It’s funny how things sometimes come back around full circle. Back in 1977, I was 12 years old and enamored with the TV show “In Search Of…”. Hosted by Leonard Nimoy (Spock), the show presented a range of stories about the natural world that evoked (certainly to a 12 year old) a sense of wonder. Although sensationalist (though tame by today’s standards), Nimoy’s “Spock-cred” gave one the sense that amazing things happened in the past (and present) that are not fully understood. Out of all the various episodes I remember (such as Atlantis, Dracula, Amelia Earhart, Bigfoot), the one that had the greatest impact on me was the show that covered the remarkable prehistory of Easter Island (now Rapa Nui). (Note: Through the magic of youtube, you can watch it here: https://www.youtube.com/watch?v=ySRS1kdYqKs) I have to say that as a 12-year old, this show floored me: a tiny desolate island in the middle of the Pacific home to hundreds of massive and enigmatic statues? My mind was blown. I thought back then: “What a mystery! Why would people have chosen to spend so much time making such massive statues on a place so small and so remote?” If it wasn’t for the TV footage, I don’t think I would have believed it. But there it was on TV: a real place with real people walking around these incredible stone figures! I was mesmerized.
Those images led me to often wonder about the rationale behind lots of interesting and (to me) mysterious things that various groups of people accomplished throughout human history: earthen mounds, effigy mounds (my high school days were spent in Madison, Wisconsin – the location for a remarkable concentration of Late Woodland effigy mounds), pyramids, henges, stone cairns, tumuli, barrow, and so forth. These features – that seemed so extraordinary to me — must have at one point in time somehow made sense to the folks that made them. But how so?

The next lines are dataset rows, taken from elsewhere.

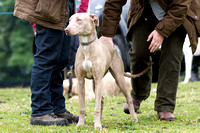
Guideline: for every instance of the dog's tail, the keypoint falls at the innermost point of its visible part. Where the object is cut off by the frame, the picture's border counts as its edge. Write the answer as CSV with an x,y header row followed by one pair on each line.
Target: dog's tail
x,y
139,74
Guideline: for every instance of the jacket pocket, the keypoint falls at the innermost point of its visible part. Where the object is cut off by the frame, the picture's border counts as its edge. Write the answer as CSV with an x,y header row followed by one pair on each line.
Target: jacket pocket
x,y
49,10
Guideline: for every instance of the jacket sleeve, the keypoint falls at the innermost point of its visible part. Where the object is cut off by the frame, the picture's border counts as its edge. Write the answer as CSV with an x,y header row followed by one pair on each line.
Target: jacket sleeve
x,y
111,17
83,6
175,15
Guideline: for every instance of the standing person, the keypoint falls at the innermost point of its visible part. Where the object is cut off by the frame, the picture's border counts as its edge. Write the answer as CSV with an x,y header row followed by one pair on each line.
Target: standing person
x,y
52,52
151,24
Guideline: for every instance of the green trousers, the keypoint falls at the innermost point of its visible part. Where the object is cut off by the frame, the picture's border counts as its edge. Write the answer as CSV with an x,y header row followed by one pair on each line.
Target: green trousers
x,y
169,64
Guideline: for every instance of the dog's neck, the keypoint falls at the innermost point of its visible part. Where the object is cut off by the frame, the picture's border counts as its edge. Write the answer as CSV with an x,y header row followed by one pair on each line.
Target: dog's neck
x,y
87,40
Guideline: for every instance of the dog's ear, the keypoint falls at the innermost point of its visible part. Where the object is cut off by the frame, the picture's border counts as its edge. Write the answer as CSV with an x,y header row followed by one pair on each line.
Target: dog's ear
x,y
95,19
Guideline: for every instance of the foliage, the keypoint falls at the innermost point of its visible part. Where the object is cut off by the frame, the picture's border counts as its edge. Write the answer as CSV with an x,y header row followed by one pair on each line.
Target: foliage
x,y
15,113
16,38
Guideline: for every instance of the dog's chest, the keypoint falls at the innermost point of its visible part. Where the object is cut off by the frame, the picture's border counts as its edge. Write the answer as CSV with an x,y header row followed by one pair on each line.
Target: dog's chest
x,y
87,64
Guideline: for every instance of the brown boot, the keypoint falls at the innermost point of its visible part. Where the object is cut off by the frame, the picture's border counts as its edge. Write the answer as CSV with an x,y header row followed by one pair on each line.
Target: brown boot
x,y
136,104
166,116
49,119
70,117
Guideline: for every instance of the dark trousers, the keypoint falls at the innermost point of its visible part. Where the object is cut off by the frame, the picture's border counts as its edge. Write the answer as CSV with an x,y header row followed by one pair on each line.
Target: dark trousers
x,y
170,62
51,57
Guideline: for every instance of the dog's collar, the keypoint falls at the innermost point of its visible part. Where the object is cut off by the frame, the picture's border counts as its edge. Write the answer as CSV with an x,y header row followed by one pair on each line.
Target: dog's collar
x,y
88,43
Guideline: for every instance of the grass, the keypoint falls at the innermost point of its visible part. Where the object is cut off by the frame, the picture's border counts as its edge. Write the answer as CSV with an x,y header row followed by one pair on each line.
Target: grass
x,y
15,113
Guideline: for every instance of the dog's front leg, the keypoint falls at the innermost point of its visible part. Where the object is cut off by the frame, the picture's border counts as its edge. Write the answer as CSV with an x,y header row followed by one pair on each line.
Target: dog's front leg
x,y
81,94
98,97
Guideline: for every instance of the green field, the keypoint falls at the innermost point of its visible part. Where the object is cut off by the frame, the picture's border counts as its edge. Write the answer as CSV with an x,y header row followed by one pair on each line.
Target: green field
x,y
15,113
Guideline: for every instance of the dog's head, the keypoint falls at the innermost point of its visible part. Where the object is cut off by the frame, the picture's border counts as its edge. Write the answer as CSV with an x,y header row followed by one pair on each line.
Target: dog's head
x,y
82,24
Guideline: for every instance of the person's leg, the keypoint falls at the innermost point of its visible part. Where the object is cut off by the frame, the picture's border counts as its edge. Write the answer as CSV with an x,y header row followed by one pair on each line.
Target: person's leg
x,y
45,62
195,66
48,44
170,64
140,58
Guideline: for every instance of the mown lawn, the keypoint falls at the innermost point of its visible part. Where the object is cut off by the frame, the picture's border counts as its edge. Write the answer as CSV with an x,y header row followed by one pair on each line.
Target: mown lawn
x,y
15,113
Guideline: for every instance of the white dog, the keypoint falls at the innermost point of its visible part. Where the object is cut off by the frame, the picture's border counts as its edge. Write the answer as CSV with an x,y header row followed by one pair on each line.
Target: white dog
x,y
188,58
109,87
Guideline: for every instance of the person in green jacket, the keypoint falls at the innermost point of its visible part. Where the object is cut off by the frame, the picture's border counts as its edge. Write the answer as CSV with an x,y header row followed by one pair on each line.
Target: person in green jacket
x,y
153,24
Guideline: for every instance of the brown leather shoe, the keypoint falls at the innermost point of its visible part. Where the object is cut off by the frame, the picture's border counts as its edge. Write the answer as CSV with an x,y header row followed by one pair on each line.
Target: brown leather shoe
x,y
136,104
165,115
49,119
70,117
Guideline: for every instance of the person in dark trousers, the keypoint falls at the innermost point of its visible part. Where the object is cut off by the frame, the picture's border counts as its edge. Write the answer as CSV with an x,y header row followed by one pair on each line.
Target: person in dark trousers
x,y
51,57
151,24
195,68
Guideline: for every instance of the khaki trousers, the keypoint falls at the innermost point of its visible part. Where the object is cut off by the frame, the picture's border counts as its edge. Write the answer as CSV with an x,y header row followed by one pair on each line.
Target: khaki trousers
x,y
170,62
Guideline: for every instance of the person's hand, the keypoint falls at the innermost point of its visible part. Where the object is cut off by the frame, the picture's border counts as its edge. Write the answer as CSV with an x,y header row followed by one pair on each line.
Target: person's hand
x,y
108,39
156,40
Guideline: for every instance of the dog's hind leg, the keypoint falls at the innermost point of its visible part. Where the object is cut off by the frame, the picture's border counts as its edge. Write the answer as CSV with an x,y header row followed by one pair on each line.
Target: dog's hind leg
x,y
117,71
81,94
102,100
98,98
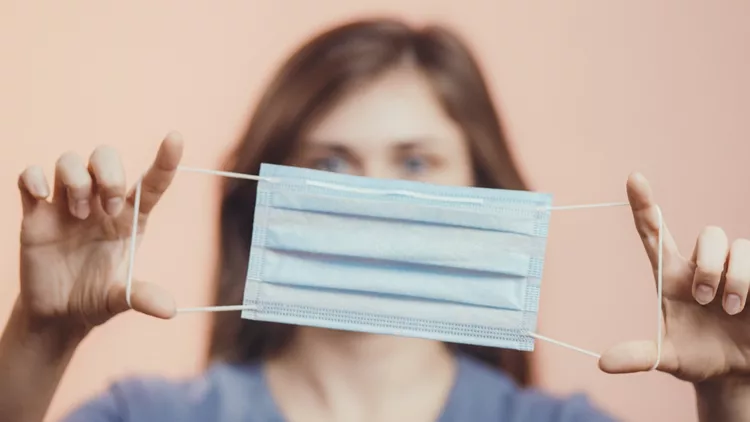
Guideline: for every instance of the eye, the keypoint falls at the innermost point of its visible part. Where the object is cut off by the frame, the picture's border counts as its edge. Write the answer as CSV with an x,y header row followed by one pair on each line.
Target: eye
x,y
415,164
333,164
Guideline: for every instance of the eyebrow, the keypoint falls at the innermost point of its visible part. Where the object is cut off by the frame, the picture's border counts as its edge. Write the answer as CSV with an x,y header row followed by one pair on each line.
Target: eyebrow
x,y
337,146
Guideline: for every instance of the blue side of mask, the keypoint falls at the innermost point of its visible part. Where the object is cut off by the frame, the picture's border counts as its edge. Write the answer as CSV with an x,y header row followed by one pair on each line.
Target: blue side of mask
x,y
456,264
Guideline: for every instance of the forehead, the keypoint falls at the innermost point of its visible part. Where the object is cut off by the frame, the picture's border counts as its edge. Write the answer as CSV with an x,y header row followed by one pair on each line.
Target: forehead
x,y
398,105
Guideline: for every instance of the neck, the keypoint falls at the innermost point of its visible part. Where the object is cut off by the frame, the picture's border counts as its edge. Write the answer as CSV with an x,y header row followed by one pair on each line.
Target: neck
x,y
350,376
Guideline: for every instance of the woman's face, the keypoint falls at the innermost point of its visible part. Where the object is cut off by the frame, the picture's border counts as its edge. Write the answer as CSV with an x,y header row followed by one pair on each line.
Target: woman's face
x,y
392,128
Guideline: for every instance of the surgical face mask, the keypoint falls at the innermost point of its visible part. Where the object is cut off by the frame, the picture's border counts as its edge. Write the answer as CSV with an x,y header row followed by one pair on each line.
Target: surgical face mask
x,y
455,264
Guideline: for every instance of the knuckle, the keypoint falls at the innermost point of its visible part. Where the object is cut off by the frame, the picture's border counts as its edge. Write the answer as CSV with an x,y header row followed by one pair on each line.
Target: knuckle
x,y
708,272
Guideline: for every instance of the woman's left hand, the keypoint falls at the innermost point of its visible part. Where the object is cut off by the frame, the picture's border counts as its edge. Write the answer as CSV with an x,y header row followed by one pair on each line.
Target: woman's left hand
x,y
707,324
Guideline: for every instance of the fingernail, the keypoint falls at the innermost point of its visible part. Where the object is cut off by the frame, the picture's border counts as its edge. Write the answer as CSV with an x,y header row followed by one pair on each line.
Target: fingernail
x,y
704,293
82,208
732,304
41,190
114,206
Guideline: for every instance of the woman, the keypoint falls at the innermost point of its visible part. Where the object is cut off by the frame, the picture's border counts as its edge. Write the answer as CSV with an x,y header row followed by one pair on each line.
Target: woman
x,y
373,98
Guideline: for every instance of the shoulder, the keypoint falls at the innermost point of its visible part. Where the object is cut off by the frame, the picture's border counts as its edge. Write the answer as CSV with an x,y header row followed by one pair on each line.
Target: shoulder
x,y
220,394
487,394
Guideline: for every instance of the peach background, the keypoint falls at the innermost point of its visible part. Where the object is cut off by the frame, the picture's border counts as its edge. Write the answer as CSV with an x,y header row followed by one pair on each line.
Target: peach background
x,y
591,90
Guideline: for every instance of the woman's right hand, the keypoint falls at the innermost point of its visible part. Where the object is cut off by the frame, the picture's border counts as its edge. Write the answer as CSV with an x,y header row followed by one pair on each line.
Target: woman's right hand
x,y
75,244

By happenstance, when I was a sophomore in college, I took an archaeology class and learned that there was a entire discipline dedicated to solving just this mystery: archaeology. Wow! So though what was not an entirely-well-conceived decision, I opted to pursue archaeology as a major in college. I had found a way — I hoped — to figuring out answers to these questions!

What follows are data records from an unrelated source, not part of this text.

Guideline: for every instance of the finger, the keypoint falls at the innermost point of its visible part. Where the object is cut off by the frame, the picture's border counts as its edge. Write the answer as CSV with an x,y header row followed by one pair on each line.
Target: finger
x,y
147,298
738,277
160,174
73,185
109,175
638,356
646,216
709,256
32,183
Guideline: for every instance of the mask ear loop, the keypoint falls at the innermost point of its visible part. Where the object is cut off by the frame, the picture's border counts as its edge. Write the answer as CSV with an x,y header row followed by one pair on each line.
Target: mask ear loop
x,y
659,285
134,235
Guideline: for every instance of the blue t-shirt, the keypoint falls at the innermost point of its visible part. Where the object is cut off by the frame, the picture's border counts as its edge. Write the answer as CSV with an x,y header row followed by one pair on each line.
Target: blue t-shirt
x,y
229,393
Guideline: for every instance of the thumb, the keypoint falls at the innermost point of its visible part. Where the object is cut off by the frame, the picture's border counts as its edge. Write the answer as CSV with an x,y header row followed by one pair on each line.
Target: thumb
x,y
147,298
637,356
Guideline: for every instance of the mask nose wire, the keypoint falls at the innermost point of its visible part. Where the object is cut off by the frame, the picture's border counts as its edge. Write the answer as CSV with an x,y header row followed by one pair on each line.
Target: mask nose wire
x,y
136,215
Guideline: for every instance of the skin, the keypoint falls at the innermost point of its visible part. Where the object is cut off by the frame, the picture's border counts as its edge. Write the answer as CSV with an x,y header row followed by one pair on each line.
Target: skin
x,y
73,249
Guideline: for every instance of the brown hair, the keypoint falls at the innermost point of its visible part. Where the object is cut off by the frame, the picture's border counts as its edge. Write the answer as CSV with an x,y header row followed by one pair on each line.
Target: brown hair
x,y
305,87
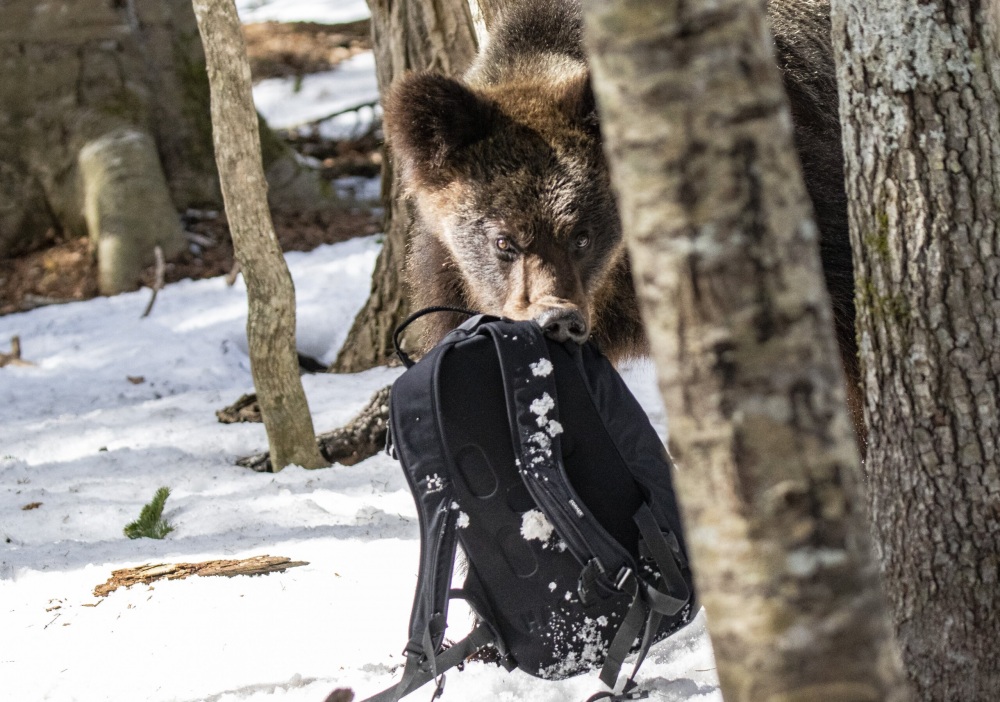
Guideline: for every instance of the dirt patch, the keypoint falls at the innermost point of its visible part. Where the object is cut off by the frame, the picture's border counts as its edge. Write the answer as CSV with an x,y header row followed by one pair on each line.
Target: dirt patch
x,y
279,49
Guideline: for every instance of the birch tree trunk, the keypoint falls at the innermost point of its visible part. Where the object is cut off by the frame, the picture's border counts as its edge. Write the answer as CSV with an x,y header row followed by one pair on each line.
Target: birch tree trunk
x,y
270,294
725,257
420,35
920,103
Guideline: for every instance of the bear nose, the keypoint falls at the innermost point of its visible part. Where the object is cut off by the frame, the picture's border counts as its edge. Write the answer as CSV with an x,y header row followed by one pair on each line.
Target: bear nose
x,y
563,324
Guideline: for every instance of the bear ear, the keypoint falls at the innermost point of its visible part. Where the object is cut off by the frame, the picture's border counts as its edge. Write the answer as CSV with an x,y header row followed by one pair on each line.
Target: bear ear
x,y
578,103
428,120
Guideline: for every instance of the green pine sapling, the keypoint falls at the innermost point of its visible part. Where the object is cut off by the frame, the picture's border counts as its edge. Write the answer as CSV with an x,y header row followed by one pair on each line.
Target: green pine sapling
x,y
150,523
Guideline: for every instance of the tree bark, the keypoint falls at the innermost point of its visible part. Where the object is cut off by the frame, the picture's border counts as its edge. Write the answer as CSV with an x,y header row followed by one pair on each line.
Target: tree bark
x,y
920,103
75,75
725,258
270,294
421,35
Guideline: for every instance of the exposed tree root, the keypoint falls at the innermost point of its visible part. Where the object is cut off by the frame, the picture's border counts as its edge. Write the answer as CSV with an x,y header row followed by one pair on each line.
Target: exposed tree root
x,y
14,357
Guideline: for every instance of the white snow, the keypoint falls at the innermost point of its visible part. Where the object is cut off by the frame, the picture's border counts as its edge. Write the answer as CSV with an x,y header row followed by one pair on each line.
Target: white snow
x,y
542,405
535,526
92,447
540,368
322,11
291,102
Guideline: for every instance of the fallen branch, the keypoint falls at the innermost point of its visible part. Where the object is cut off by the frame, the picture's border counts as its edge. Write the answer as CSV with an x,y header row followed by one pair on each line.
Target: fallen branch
x,y
148,573
161,268
313,123
361,438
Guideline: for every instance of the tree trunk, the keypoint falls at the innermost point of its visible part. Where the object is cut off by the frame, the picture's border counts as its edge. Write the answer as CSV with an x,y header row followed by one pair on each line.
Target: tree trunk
x,y
920,103
421,35
725,257
270,295
77,75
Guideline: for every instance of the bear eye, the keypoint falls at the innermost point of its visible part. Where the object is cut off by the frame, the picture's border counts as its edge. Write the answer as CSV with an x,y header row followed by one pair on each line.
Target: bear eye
x,y
505,246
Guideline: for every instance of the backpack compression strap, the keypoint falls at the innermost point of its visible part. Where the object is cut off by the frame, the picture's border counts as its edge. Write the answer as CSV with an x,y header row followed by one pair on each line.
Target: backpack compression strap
x,y
531,391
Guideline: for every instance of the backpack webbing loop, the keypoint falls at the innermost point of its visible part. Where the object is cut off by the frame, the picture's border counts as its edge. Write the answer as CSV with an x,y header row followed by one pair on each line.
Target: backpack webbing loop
x,y
420,670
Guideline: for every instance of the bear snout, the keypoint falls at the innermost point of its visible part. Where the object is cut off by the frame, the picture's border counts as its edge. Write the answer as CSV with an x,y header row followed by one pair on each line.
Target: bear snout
x,y
563,324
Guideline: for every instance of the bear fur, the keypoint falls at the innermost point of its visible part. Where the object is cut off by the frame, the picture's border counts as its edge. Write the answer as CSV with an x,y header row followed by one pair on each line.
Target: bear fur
x,y
514,211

As a result, in many ways I can trace my current self all the way back to Leonard Nimoy and that Easter Island episode. Ironically, I ended up making Rapa Nui (Easter Island) as one of my research foci after (again, fortuitously) taking a class with my now-colleague Terry Hunt. That happenstance has led to two decades of field research centered specifically on asking “what conditions led the past people of the Rapa Nui to have accomplished such extraordinary things?”
Given all this, I was particular tickled to be asked by Jeb Card and Blake Smith to be part of an episode of “InResearchOf…“, a podcast in which they systematically review old episodes of “In Search Of” in the context of contemporary research. Asking me to revisit the original Easter Island episode 43 years (gulp!) after I first watched it as a 12-year old and now a professor who has spent his career studying such phenomena with an emphasis on Rapa Nui was… well … full circle.
We recorded this back in October, I believe. The episode is finally airing. You can listen to it here: https://www.patreon.com/posts/33833457 I believe patreon asks for some contribution to listen to it early but it will become “open” for everyone beginning this Monday (2/10/2020). I really enjoyed doing this and thank Jeb and Blake for their kind invitation.